Evening News Lundi 16 avril 1962
Du correspondant polonais au Ghana Wladyslaw Szczerbic
Gros plan sur la culture panafricaine.
Abidjan, le retour en Afrique d'un de ses fils.

Par un après-midi de fournaise, je me trouve au cœur de Treichville, colorée et bruyante - la ville " noire " du très bel Abidjan. A l'entrée qui mène à la large cour d'un garage, je découvre une planche en bois ordinaire à demi recouverte avec des feuilles et portant l'inscription en noir " TIBERIO ".
Près d'un puits dans la cour, un groupe d'enfants africains s'aspergent d'eau froide. Comme ils sont contents !
Cependant, l'apparition du visiteur blanc interrompt leur agréable occupation :
" Tiberio, oh, il vit là, au premier, près du garage. Faites attention dans les escaliers " me préviennent-ils gentiment.
Je monte l'escalier extérieur, le long du mur du garage d'où proviennent des bruits de moteurs et d'outils.
Depuis la galerie en bois qui longe le premier étage, on peut admirer la vue enchantée de la lagune, le front de mer et la pyramide blanche et verte de la ville européenne d'Abidjan. Je commence seulement à comprendre pourquoi c'est ici exactement que ….
Mais, je suis interrompu par un fort " Hello " lancé par l'un des plus grands artistes peintres de l'Afrique aujourd'hui.
Mon hôte est un homme grand, âgé de 39 ans, avec un inséparable chapeau de paille rond sur la tête. Sur son visage noir s'épanouit un bon et amical sourire. Après un brin de conversation, Tiberio retourne à sa peinture. Je m'assois dans un coin de son atelier chambre à coucher, sur un lit de camp, dur, et j'écoute l'histoire de sa vie. Ce "maître" du pinceau, comme l'a appelé un critique italien, est né au Brésil. Depuis l'enfance, il rêvait de retourner en Afrique, le sol de ses ancêtres dont ils furent arrachés et envoyés dans les plantations nord ou sud-américaines. Sa passion pour la peinture date de sa plus tendre enfance. Ses parents n'avaient pas les moyens de l'aider beaucoup, son père était forgeron et sa mère couturière.

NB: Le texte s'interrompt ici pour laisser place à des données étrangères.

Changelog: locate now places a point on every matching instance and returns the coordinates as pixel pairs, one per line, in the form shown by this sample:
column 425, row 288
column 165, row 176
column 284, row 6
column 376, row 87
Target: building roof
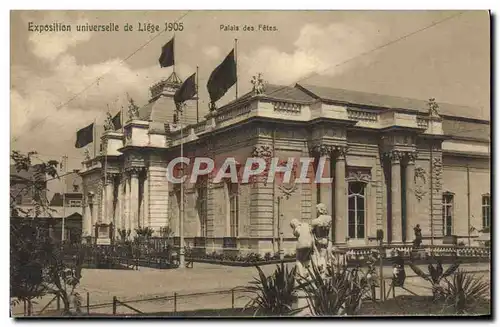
column 53, row 212
column 387, row 101
column 57, row 199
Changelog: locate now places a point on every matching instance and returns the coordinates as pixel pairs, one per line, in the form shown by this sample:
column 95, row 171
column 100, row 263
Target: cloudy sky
column 51, row 72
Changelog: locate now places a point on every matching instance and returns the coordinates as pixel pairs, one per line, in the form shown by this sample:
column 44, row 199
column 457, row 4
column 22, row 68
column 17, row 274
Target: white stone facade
column 390, row 167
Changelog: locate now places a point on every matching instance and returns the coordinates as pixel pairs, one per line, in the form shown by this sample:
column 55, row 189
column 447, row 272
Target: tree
column 37, row 264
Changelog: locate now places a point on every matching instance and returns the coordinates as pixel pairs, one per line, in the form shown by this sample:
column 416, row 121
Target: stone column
column 341, row 216
column 119, row 210
column 411, row 221
column 108, row 218
column 126, row 202
column 134, row 200
column 396, row 226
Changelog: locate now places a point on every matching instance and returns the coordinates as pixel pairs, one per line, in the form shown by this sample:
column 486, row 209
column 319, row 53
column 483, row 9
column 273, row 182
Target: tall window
column 201, row 187
column 356, row 222
column 486, row 206
column 447, row 214
column 233, row 209
column 75, row 203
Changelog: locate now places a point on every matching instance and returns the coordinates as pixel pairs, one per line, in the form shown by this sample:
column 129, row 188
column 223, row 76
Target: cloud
column 212, row 52
column 317, row 50
column 48, row 109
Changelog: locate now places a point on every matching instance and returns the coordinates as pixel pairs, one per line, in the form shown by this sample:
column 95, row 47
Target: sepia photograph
column 250, row 163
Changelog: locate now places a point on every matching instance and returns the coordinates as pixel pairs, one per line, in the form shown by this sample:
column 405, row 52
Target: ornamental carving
column 394, row 156
column 411, row 157
column 289, row 188
column 265, row 152
column 341, row 151
column 86, row 153
column 108, row 123
column 134, row 171
column 420, row 179
column 133, row 109
column 262, row 151
column 322, row 150
column 359, row 176
column 437, row 170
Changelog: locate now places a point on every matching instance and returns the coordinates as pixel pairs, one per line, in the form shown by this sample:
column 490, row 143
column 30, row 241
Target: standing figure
column 418, row 237
column 321, row 231
column 304, row 249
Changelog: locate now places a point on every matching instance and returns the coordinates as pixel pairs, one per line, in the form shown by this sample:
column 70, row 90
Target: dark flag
column 84, row 136
column 167, row 54
column 117, row 121
column 222, row 78
column 187, row 90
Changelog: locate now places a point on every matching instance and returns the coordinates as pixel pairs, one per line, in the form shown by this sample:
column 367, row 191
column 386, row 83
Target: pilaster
column 396, row 211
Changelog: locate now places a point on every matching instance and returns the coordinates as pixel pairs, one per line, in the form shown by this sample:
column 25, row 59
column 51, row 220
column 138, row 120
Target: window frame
column 356, row 197
column 234, row 208
column 487, row 206
column 202, row 199
column 448, row 212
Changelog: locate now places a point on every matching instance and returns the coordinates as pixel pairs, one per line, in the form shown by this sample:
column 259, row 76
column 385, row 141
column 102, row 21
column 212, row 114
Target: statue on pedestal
column 321, row 231
column 304, row 247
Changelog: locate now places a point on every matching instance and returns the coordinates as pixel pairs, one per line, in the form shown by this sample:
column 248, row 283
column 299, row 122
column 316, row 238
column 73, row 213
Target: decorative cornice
column 262, row 151
column 333, row 151
column 134, row 171
column 410, row 157
column 395, row 156
column 358, row 176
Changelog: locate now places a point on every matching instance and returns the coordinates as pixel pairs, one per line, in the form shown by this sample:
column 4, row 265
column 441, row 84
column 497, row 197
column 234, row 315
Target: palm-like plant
column 435, row 276
column 274, row 294
column 465, row 291
column 335, row 292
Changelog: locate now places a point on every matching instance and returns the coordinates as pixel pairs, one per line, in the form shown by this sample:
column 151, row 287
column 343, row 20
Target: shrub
column 435, row 276
column 274, row 294
column 464, row 291
column 338, row 291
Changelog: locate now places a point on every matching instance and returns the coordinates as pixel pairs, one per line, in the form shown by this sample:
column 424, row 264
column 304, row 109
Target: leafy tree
column 37, row 265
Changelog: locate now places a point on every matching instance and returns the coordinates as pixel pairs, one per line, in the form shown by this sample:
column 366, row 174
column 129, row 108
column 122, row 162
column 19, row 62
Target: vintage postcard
column 250, row 163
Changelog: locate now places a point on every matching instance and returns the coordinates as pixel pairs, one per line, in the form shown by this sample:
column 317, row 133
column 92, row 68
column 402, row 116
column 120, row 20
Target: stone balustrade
column 362, row 115
column 363, row 253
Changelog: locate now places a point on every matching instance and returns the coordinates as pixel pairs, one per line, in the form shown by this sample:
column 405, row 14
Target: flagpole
column 173, row 53
column 181, row 221
column 63, row 228
column 197, row 97
column 95, row 137
column 236, row 61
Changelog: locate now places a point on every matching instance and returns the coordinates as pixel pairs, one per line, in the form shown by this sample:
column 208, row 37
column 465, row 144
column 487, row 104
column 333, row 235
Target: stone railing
column 361, row 115
column 363, row 253
column 287, row 107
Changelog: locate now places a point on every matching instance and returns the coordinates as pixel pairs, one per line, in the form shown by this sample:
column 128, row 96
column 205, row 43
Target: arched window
column 486, row 210
column 447, row 214
column 202, row 190
column 357, row 205
column 233, row 209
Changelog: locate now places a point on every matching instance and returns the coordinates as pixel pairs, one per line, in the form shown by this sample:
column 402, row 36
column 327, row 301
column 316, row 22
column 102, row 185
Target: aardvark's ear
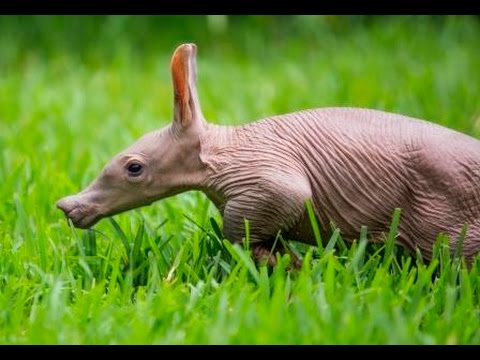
column 184, row 74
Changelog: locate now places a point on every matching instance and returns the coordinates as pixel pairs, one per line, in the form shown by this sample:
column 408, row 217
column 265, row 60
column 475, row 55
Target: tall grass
column 74, row 91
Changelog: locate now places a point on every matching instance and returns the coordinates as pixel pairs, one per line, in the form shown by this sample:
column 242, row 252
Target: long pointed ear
column 184, row 75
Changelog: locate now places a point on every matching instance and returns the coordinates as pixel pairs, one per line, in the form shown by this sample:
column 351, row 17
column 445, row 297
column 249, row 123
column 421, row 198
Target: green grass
column 73, row 92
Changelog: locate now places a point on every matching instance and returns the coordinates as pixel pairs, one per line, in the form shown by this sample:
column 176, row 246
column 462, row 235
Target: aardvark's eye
column 134, row 169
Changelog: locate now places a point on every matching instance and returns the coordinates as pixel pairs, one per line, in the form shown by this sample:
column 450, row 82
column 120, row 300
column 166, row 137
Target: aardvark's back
column 360, row 164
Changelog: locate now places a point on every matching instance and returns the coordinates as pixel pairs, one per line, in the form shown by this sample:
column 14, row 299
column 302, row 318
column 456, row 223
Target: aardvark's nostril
column 65, row 204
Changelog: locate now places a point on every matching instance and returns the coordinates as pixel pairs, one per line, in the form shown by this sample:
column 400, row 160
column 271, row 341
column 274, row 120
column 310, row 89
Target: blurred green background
column 74, row 90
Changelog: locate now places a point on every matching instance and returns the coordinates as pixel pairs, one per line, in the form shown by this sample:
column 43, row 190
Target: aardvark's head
column 160, row 164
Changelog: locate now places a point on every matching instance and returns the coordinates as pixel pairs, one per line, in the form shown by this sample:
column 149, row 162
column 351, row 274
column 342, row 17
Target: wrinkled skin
column 356, row 165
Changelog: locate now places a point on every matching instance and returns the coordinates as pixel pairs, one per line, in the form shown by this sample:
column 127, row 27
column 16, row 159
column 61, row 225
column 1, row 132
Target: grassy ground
column 74, row 91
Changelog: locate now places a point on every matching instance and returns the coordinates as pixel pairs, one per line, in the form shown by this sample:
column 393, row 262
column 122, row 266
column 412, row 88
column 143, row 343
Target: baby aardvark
column 356, row 166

Son obstination, sa détermination et le talent - un grand talent -  l'ont poussé dans cette voie.
A dix-sept ans, Tiberio gagnait sa vie comme peintre d'intérieur, tout en étant inscrit comme étudiant dans le cadre de l'éducation permanente à l'Académie des Arts de Rio de Janeiro. Son talent lui attira l'attention de ses professeurs et lui permit par la suite de gagner une bourse pour Paris.

Le lien naturel.
C'est précisément à Paris - au Musée de l'Homme - qu'il reçut son premier choc - en admirant les oeuvres de l'Art africain, masques étranges, plein de significations symboliques, gracieuses statues et figurines, magnifiques parures et attributs des chefs et  objets de l'artisanat populaire ; il trouva un lien naturel entre le pays de son enfance (où les coutumes africaines se pratiquent encore) et la terre de ses ancêtres. C'est alors que Tiberio décida de retourner à la véritable source, à la seule authentique source de son art : l'Afrique.
Il effectue son premier voyage en Afrique en 1948 au cours duquel il visite le Sénégal, le Soudan (aujourd'hui le Mali) et le Dahomey (NT : aujourd'hui le Bénin). Sur une simple pirogue, il descend le cours du grand fleuve Niger, il marche des kilomètres à pied à travers l'immense savane poussiéreuse, où chaque jour, il comprend mieux les événements  dramatiques qui se déroulent à travers le continent africain. Durant ce retour aux sources, chaque pas le rapproche de ses frères africains. Son comportement suscite la suspicion de l'administration coloniale française. Bientôt un prétexte pour son expulsion de la région est trouvé quand il essaie de libérer un jeune Africain des griffes d'un officier de la police coloniale française. Tiberio fut renvoyé à Dakar où il fut détenu dans le garage du consulat brésilien, ensuite emmené menotté ! sur un bateau et expulsé en direction de Marseille en France.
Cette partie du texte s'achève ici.